There is more than a whiff of irony about banks’ expansion into private credit, a part of the capital markets that has grown rapidly in recent years in response to a curtailment in bank lending. Private debt fund assets roughly doubled to US$1.25trn at the end of 2021 from four years previously, according to data provider Preqin, with the largest investors now able to deploy enough capital to rival banks’ syndicated loan desks on many deals.

Private credit funds have been able to flex their muscles even more this year, deploying some of their US$400bn in dry powder. Volatile credit markets have seen banks sitting on stuck exposure to leveraged buyouts, leaving underwriting desks with a hangover of deals to shift – along with some hefty losses – and private credit shops have proved willing to take on that exposure, although only at large (and potentially lucrative) discounts.

If you can’t beat ‘em

Despite the narrative of private credit funds eating their lunch, though, many of the top investment banks have steadily increased their presence in these markets in recent years, often through providing bridge funding or leverage to private credit funds from the financing desks housed within their fixed-income trading units.
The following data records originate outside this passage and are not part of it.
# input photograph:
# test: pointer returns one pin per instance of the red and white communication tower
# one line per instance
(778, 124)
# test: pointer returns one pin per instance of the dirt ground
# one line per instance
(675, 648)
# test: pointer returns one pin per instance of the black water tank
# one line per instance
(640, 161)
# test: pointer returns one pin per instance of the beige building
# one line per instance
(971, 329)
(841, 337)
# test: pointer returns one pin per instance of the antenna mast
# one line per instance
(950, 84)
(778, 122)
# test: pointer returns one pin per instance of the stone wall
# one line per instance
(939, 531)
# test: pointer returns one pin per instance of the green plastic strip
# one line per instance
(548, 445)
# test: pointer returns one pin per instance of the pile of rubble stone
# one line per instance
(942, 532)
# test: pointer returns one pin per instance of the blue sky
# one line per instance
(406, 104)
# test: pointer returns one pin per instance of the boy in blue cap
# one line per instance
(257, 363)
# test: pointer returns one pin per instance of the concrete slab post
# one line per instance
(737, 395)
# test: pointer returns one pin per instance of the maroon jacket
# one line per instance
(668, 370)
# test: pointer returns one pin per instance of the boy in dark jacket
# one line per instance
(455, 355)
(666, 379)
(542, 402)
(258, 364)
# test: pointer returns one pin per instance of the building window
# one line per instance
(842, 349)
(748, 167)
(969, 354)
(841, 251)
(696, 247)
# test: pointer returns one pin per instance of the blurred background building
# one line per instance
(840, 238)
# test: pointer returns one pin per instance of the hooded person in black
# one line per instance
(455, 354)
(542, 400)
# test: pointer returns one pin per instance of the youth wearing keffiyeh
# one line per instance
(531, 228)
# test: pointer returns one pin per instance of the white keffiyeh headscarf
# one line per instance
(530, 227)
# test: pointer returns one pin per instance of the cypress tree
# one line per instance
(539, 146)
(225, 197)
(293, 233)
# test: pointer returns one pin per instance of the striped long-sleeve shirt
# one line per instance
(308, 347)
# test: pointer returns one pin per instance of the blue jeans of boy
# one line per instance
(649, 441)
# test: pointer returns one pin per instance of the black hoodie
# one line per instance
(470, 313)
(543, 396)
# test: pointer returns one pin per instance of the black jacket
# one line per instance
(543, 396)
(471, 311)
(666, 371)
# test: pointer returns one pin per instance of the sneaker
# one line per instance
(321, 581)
Take Goldman Sachs. Its fixed-income, currencies and commodities financing revenues (which bundle together a range of financing activities including those related to mortgages and repo as well as private credit) were US$1.5bn in the first half of the year, an increase of well over four times from the same period in 2019.
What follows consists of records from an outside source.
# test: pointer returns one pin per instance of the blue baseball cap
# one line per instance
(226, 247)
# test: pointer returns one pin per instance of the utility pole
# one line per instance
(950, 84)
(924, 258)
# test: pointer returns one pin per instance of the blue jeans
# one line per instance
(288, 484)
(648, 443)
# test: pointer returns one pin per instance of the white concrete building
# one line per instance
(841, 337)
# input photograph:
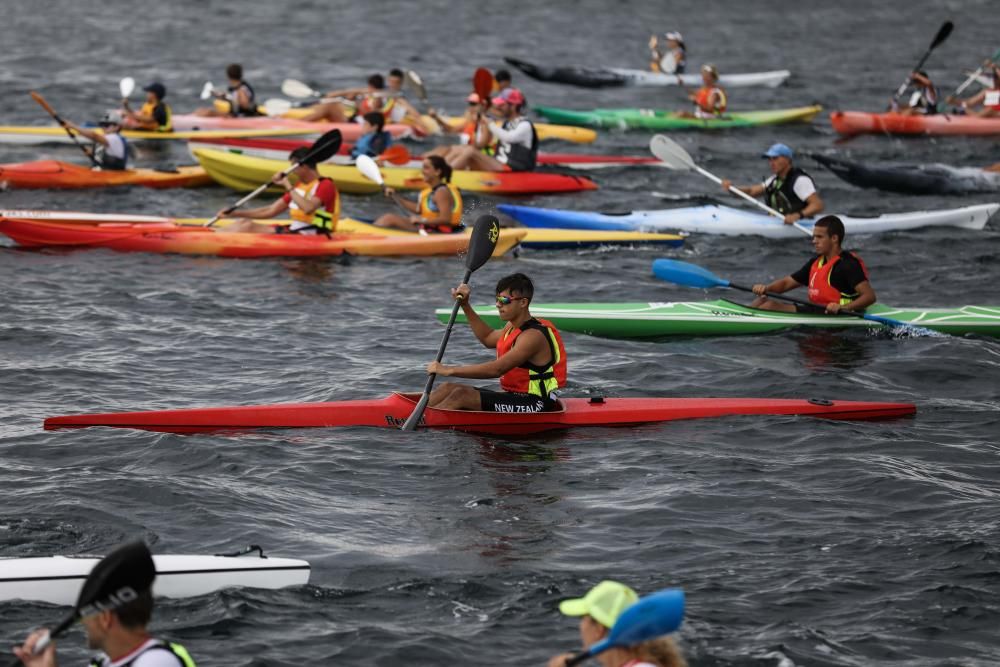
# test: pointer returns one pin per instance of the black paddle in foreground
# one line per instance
(115, 581)
(323, 149)
(650, 617)
(942, 35)
(481, 244)
(692, 275)
(52, 112)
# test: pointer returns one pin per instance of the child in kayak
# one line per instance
(836, 278)
(110, 148)
(375, 139)
(598, 610)
(531, 357)
(437, 209)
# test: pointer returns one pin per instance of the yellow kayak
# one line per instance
(545, 239)
(245, 173)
"The emergence of the private credit market presents both a fascinating challenge and also an opportunity for banks. The question is how individual banks respond," said Chris Skinner, head of UK debt and capital advisory at Deloitte, noting the range of approaches banks have tried, including the establishment of lending partnerships, in-house funds and offering investors leverage.

The appeal of such activity is clear for bank executives. While it may be prone to one-off blow ups, this financing generally provides a more stable source of revenues than volatile trading businesses.
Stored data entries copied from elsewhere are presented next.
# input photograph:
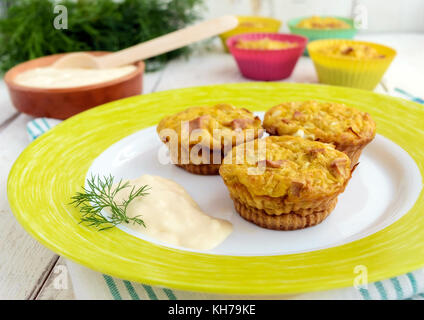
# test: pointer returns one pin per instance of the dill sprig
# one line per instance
(27, 31)
(100, 194)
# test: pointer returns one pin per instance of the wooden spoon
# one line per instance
(151, 48)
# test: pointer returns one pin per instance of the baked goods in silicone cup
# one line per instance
(317, 34)
(345, 70)
(267, 65)
(348, 129)
(251, 24)
(199, 137)
(284, 182)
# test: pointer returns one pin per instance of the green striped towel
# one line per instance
(88, 284)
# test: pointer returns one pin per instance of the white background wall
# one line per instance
(382, 15)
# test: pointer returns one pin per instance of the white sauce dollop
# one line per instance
(49, 77)
(172, 216)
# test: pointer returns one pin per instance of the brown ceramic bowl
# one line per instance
(62, 103)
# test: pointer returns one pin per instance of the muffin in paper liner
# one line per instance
(251, 24)
(265, 64)
(348, 129)
(286, 183)
(362, 73)
(318, 34)
(199, 137)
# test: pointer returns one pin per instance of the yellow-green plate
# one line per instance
(55, 165)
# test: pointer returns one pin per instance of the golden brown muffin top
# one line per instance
(287, 166)
(357, 51)
(321, 121)
(265, 44)
(212, 126)
(316, 22)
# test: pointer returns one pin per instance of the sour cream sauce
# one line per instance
(172, 216)
(49, 77)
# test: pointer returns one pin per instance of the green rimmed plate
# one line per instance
(54, 167)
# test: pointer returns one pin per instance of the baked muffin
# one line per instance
(352, 50)
(199, 137)
(264, 44)
(316, 22)
(285, 183)
(348, 129)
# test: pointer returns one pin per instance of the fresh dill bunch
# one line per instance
(27, 31)
(100, 195)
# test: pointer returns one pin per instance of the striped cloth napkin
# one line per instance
(89, 284)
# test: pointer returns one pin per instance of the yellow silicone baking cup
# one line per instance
(54, 166)
(251, 24)
(346, 71)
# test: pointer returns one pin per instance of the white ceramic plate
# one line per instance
(383, 188)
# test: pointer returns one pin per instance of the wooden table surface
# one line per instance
(30, 271)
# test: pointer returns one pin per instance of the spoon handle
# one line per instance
(168, 42)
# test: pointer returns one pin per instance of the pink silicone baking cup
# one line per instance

“We like having a wide array of businesses within credit to have a portfolio effect, so that when some are underperforming, others are performing more strongly,” said a senior credit trader at a major bank. “Growth within the credit complex has been skewed towards private credit as alternative financing has opened up. Capital markets have had a significant hangover to deal with, which has benefited the growth of this space.”

Direct competition

This year's turbulence has helped foster a more collaborative attitude between banks' underwriting desks and private credit funds, as bankers have looked for help to offload some of their deal overhang. But that chummier dynamic won't stop many banks from forming their own direct lending groups internally, either within their asset management divisions or their investment banks.

Mitsubishi Financial Group was the latest to join the fray when it announced earlier in August it had formed a direct lending group. Barclays and Deutsche Bank are also eyeing an expansion in direct lending, while JP Morgan recently said it would dedicate more resources towards this space.

In short, both banks and investors are betting on these markets swelling further in the years ahead – and will continue to jostle for position.

“The direction of travel continues to be growth in the private credit market,” said Paul Simcock, a partner at law firm Alston & Bird in London. “Private credit is much more mature in the US, but the European market is going from strength to strength and we expect assets under management to keep growing.”